FORESEEABLE, BUT POORLY FORESEEN.

From seven years ago, here is a lengthy Daily Mail report warning of resurgent fascism in Austria.
Last September, Austria’s far right gained massive political influence in an election that saw the FPO [Freedom Party Austria] along with another far right party – Alliance For The Future (BZO) – gain 29 per cent of the vote, the same share as Austria’s main party, the Social Democrats. The election stirred up terrifying memories of the rise of the Nazi Party in the Thirties.

And just as the Nazis gained power on the back of extreme nationalism and virulent anti-Semitism, the recent unprecedented gains in Austria were made on a platform of fear about immigration and the perceived threat of Islam. FPO leader Heinz Christian Strache, for example, described women in Islamic dress as ‘female ninjas’.
We've since seen seven years of the Establishment welcoming immigrants and otherwise seeking to make objections to people who live by a different moral code into mental illness and then Köln happens.


That's the space between Dom and Hauptbahnhof on a more cheerful 2 September 2014.  I didn't have a wide-angle enough lens to get the entire cathedral in, nor could I back up any further without going through a plate-glass window at the depot.  Not a lot of room for revelers, and no easy exits if there's a pack of feral youth bent on wilding at work.

Seven years ago, Enlightened European Opinion was fretting about retrograde tendencies on the part of Austrians, and, per corollary, native born of any of the advanced tribal societies.
‘The anti-fascists are the new fascists,’ [a student called Roland] says. ‘We are not allowed to tell the truth about how foreigners are a threat.’

The truth, according to Roland, is that Muslims, immigrants and America are destroying his way of life.

‘We are German-Austrians. We want a community here based on German nationalism,’ he adds. ‘We must fight to save our heritage and culture.’

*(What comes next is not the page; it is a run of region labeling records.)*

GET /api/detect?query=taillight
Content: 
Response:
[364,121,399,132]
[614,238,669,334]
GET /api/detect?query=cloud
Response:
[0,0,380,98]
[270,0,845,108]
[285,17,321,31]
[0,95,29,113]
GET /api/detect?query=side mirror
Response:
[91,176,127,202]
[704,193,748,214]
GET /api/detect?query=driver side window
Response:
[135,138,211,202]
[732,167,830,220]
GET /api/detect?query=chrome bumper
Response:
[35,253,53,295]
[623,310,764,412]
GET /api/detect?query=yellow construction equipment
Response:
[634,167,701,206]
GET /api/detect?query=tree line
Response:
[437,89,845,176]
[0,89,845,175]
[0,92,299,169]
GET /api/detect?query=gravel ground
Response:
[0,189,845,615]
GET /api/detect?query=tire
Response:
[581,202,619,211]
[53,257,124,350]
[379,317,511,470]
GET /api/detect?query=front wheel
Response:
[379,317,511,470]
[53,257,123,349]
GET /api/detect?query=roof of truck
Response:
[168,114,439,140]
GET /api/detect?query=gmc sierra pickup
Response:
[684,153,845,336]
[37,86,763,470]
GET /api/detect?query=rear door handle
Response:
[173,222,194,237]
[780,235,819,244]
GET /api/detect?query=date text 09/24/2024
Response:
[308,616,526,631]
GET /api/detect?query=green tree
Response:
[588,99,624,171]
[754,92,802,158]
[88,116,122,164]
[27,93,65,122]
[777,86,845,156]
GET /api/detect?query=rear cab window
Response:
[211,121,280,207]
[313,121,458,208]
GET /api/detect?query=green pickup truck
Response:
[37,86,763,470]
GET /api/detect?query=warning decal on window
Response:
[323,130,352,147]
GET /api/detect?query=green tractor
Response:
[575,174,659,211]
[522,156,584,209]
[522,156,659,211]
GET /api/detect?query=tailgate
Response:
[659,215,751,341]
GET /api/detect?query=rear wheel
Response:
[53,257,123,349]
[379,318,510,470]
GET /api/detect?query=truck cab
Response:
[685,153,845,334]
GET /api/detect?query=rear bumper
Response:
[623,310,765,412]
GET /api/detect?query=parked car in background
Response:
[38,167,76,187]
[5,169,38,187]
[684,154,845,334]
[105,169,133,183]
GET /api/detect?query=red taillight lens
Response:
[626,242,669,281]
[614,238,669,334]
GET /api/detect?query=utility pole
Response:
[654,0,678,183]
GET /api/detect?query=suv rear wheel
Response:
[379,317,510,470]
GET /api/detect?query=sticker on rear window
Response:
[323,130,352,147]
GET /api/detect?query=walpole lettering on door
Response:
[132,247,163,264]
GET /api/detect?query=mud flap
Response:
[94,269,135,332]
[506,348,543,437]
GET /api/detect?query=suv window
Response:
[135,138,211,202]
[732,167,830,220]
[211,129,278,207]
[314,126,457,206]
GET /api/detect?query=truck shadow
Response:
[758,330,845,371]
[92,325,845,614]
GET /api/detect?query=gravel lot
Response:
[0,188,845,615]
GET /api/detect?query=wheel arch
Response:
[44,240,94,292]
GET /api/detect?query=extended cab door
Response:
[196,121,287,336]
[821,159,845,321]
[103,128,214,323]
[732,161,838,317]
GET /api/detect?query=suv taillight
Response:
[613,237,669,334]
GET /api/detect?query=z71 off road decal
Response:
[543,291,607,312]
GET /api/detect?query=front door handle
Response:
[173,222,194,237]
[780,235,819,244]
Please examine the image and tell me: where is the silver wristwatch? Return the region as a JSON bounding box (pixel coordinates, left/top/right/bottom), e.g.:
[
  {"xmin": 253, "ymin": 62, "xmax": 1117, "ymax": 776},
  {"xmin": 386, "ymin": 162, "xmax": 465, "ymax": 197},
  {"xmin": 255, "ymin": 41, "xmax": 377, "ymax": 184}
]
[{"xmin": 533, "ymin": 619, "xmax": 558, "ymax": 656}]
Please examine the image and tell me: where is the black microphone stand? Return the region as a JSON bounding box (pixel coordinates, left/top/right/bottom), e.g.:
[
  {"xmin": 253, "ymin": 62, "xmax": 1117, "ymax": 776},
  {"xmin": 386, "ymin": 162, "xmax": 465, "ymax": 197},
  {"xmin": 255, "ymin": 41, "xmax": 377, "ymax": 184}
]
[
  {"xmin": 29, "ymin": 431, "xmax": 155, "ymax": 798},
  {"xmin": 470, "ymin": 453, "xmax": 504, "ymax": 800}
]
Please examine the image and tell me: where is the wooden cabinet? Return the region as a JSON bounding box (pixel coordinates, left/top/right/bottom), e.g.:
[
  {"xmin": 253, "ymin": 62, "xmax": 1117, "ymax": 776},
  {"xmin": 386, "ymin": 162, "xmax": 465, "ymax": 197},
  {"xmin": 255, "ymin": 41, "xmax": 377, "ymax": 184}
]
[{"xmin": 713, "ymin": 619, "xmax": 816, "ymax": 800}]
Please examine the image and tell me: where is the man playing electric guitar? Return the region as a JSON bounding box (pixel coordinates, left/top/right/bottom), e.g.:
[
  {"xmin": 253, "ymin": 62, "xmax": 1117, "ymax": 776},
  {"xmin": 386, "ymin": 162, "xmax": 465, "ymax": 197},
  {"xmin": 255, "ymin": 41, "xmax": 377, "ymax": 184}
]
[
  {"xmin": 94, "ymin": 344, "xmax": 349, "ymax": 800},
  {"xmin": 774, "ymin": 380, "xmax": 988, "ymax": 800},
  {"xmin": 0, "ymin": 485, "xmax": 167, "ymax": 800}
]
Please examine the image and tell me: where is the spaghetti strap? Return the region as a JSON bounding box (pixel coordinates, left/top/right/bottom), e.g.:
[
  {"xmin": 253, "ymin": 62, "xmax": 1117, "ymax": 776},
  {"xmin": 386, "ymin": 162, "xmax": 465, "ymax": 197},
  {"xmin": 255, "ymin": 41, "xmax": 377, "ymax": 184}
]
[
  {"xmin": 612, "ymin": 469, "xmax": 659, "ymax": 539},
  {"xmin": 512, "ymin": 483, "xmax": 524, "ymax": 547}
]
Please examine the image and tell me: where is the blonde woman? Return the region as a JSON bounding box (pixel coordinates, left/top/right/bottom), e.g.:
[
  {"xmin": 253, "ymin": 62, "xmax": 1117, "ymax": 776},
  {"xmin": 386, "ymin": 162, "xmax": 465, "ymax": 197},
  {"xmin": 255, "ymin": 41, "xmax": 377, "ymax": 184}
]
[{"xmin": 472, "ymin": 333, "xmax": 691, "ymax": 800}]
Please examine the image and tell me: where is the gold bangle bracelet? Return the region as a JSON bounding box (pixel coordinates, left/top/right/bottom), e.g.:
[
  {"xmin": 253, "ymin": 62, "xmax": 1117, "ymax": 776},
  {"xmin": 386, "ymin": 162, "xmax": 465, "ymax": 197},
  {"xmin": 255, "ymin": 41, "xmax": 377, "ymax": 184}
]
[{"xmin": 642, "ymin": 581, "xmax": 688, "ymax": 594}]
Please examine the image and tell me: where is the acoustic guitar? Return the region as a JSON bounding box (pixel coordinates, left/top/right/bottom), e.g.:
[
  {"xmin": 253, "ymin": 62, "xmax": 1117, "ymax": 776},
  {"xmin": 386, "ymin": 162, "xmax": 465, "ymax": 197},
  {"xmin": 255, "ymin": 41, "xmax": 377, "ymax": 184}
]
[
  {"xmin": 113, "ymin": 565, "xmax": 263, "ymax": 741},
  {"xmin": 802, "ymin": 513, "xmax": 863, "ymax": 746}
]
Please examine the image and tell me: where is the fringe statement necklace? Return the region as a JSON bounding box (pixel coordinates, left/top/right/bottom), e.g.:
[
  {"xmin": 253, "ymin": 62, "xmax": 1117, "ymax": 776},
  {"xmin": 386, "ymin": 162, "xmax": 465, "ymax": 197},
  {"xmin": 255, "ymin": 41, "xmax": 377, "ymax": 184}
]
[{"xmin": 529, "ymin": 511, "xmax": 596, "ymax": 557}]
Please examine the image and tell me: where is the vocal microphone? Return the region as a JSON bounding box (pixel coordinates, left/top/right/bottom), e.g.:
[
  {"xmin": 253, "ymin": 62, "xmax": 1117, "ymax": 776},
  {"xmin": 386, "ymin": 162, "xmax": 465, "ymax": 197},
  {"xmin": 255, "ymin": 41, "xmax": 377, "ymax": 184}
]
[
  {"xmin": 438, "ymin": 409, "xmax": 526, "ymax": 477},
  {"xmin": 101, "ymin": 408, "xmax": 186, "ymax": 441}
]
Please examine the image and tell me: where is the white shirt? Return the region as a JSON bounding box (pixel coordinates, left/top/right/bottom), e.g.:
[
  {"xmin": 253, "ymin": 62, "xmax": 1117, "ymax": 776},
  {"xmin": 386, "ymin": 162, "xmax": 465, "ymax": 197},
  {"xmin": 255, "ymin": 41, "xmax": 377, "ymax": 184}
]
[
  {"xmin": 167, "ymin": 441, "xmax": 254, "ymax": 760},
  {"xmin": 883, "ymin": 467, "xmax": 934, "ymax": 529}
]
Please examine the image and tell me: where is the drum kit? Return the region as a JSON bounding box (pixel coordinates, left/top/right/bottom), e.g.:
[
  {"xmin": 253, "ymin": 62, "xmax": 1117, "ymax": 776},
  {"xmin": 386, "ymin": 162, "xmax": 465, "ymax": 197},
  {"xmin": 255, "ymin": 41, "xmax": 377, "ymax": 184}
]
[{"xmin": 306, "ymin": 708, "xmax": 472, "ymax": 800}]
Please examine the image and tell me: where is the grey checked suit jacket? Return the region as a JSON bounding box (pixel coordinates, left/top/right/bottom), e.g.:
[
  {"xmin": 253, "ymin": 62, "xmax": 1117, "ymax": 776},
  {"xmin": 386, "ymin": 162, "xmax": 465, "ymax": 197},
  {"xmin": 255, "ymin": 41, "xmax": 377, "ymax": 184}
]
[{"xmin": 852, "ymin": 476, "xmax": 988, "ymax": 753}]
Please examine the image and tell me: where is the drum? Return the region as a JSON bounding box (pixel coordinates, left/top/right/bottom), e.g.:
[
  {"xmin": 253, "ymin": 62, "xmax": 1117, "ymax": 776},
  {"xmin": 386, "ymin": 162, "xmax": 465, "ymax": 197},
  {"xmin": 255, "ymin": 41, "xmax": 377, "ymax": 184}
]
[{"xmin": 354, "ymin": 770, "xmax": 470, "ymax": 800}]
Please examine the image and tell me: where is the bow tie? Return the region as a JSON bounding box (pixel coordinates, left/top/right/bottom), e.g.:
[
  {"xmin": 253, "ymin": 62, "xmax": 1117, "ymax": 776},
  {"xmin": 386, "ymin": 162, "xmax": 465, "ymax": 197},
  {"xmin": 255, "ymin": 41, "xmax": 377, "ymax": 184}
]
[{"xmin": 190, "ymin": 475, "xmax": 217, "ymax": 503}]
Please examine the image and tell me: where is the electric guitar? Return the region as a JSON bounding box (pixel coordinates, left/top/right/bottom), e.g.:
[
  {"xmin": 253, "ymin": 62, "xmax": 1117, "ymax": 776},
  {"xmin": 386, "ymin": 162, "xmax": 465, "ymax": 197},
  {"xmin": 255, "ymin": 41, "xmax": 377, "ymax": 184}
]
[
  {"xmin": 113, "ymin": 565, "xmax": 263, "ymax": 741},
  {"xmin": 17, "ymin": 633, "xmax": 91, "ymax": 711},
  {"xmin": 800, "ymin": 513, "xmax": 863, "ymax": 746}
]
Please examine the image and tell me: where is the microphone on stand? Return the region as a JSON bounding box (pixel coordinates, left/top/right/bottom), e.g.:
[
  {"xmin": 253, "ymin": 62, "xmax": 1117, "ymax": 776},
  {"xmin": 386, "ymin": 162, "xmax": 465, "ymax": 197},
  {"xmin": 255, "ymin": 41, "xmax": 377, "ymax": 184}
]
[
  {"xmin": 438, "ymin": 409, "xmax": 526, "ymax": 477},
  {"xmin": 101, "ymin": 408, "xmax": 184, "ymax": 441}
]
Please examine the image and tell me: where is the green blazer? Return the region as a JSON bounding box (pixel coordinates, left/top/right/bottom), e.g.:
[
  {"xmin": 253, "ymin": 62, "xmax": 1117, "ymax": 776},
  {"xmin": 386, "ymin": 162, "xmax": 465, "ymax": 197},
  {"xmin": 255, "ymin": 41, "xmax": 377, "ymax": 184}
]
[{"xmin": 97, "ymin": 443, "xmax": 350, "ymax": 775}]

The Burschenschaften hold regular, secretive meetings in cellar bars around Vienna. Journalists are not usually admitted, but I manage to persuade a group of Burschenschaften students to let me see their traditions. Once inside, I find myself in a bar filled with 200 men sitting at long tables drinking steins of Austrian beer.

The Burschenschaften are resplendent in the colours of their fraternities. Old and young, they sport sashes in the black, red and gold of the German flag, and as the beer flows in this neo-Gothic building, chatter fills the room and cigarette smoke rises in plumes up to chandeliers hung from a vaulted ceiling.

‘Prost!’ the man sitting to my right toasts loudly. His name is Christian. He is no neo-Nazi thug, but instead a psychology student. His white peaked cap signifies that he is a member of a Burschenschaften group called Gothia.

Most of the men at this table are Gothia, including the man sitting opposite who ordered the beer. He glares at me again. He has long scars on both sides of his face that run from his cheekbones down to the edges of his mouth, and when he sucks on his cigarette he reminds me of the Joker from Batman. Christian has a dozen wounds from fencing, including five on his left cheek.
In the intervening years, though, Enlightened European Opinion has not done anything to preempt the German nationalists -- who are now flying the black, red, and white flag of Old Germany at their rallies -- from having their "Told ya so" moments.
The ideas and racial hatred that I have heard over my two weeks in Austria are just as threatening and just as sickening as any I have ever heard. And they are a lot more sinister because they are spoken with the veneer of respectability.

The open defiance of these men honouring their Nazi ‘war hero’, and the support they are gaining in these troubled economic times, should be setting off alarm bells in Europe and the rest of the world.
Seven years of developments favorable to the nationalists mean a more difficult correlation of forces for those European politicians who would like to encourage immigrants to assimilate.  It's going to be easier in the United States, provided the people and the politicians do the right thing.
[A] new arrival to the United States can buy into the land of opportunity notion before learning English, or becoming a fan of the Green Bay Packers. That makes it easier for the host country to culturally appropriate the food or the music as need be. Plus freedom of religion.
That's part of what's bugging the Austrian nationalists of seven years ago, there are a lot of American Popular Culture elements present in Germany and Austria.